"Piel de gallina" ante esta "luz rara": el eclipse solar maravilla a España
En un campo de Lodoso, en el norte de España, el tiempo pareció detenerse el miércoles cuando el Sol desapareció detrás de la Luna ante varios centenares de personas.
Tan extraordinario como fugaz, de menos de dos minutos de duración, el eclipse total maravilló por igual a españoles y extranjeros a lo largo de una franja de territorio que abarcó desde Galicia hasta la costa mediterránea y las Islas Baleares.
La multitud reunida en las afueras de Lodoso, un pequeño pueblo en Castilla y León, aplaudió, gritó de alegría e incluso bailó ante el raro acontecimiento astronómico.
"Me ha parecido muy emocionante, se me ha puesto la piel de gallina, los brazos, las piernas, muy emocionante. No esperaba sobre todo esa luz", dijo a la AFP Marta Miguel Tobar, una ilustradora de 48 años que acudió con su familia desde la cercana ciudad de Burgos.
Curiosos, turistas y aficionados soportaron largas horas de espera en el abrasador calor estival a la espera del espectáculo. A lo largo de la tarde, sombrillas, sillas de camping, telescopios y cámaras fotográficas fueron llenando este campo seco rodeado de molinos de energía eólica en el horizonte.
La expectación crecía poco a poco cuando la Luna empezó a tapar el Sol a las 19H33 (17H33 GMT).
Cuando lo cubrió por completo, los aplausos y las muestras de entusiasmo dieron paso a un silencio de admiración. La multitud contemplaba la corona solar como si ejerciera una fuerza de atracción irresistible.
- "Surrealista" -
Durante el breve instante en que se hizo de noche en pleno atardecer, los espectadores pudieron quitarse las gafas para observar el astro oculto por la Luna e inmortalizar el momento con sus teléfonos móviles.
"La luz ha sido rara, no ha sido una oscuridad así normal, ¿no?, como oscurece todas las noches", explicó Rocío Calzada, de 50 años.
Era el primer eclipse total para ella y para Tobar. Las dos amigas, originarias de la región, dijeron que la experiencia fue "muy emocionante".
Otros vinieron de mucho más lejos, como Shawn Lansing. Este informático estadounidense de 42 años viajó desde Nueva Jersey, Estados Unidos, con su hijo y su nuera para presenciar el espectáculo.
"Este es el tercer eclipse con mi hijo" y "es uno de los más bonitos que he visto, (...) el sol se veía muy, muy grande. Fue realmente impresionante", aseguró a la AFP delante del telescopio que les permitió observar más de cerca el fenómeno.
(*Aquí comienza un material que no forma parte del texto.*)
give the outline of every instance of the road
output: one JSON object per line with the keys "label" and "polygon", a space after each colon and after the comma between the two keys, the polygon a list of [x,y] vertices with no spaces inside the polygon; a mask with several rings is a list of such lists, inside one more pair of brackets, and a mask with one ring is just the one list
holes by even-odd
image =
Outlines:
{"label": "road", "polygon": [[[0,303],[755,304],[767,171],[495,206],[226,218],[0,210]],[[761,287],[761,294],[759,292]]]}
Apasionado de la ciencia y la astronomía, le transmitió su afición a su hijo de 19 años, que ahora estudia astrofísica. "No fue tan inspirador como el primero. Pero siempre es surrealista", añadió.
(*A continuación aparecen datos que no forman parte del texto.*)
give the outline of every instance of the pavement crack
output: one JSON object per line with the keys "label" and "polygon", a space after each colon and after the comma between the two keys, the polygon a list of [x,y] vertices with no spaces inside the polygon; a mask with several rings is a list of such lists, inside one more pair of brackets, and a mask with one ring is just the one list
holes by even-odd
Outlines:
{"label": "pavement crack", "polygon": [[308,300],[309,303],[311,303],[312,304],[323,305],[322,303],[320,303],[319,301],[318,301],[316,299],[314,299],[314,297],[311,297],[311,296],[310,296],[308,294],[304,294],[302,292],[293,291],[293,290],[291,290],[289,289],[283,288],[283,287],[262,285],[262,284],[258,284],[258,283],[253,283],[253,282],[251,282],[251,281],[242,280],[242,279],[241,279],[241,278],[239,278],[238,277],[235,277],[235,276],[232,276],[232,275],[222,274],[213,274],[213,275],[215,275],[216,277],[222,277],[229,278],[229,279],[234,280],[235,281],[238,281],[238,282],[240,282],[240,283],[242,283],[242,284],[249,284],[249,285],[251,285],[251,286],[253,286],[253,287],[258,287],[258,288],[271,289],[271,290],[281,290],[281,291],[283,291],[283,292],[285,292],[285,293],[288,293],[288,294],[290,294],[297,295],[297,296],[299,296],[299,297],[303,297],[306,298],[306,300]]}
Para Rafael Boix Rodríguez, profesor de fotografía, superó todas las expectativas. "A mí me ha parecido espectacular, es que no me lo pensaba que iba a ser así", aseguró este hombre de 63 años.
Estaba con su esposa, Carmen De la Peña Martín, a quien le encantó la "explosión de colores".
Llegados de Barcelona, habían colocado varias cámaras equipadas con filtros especiales para captar el instante.
- Lágrimas y escalofríos -
En Tarragona, una pequeña ciudad al sur de Barcelona, en la costa este de España, también se congregaron muchas personas para contemplar el eclipse, cuya fase total apenas superó el minuto de duración.
Allí, la oscuridad también despertó aplausos y gritos de entusiasmo.
"Casi me pongo a llorar, me ha subido un escalofrío por el cuerpo, era precioso. Precioso. Se veían las manchas solares que salían rojizas", relató Alejandro Cuesta, investigador en nanociencia de 30 años que llegó desde Barcelona acompañado por su madre.
"Lo mejor de mi vida que yo haya visto. ¡Ha sido increíble!", exclamó, todavía emocionado mientras el Sol reaparecía poco a poco.
Las montañas de Guadarrama, unos 30 kilómetros al norte de Madrid, también quedaron brevemente sumidas en la penumbra ante decenas de espectadores maravillados que acudieron con familiares y amigos a la localidad de Colmenar Viejo para observar el eclipse.
"Espectacular, muy bonito, la verdad, un momento único", resumió Rosa María Zamora, una jubilada madrileña de 72 años.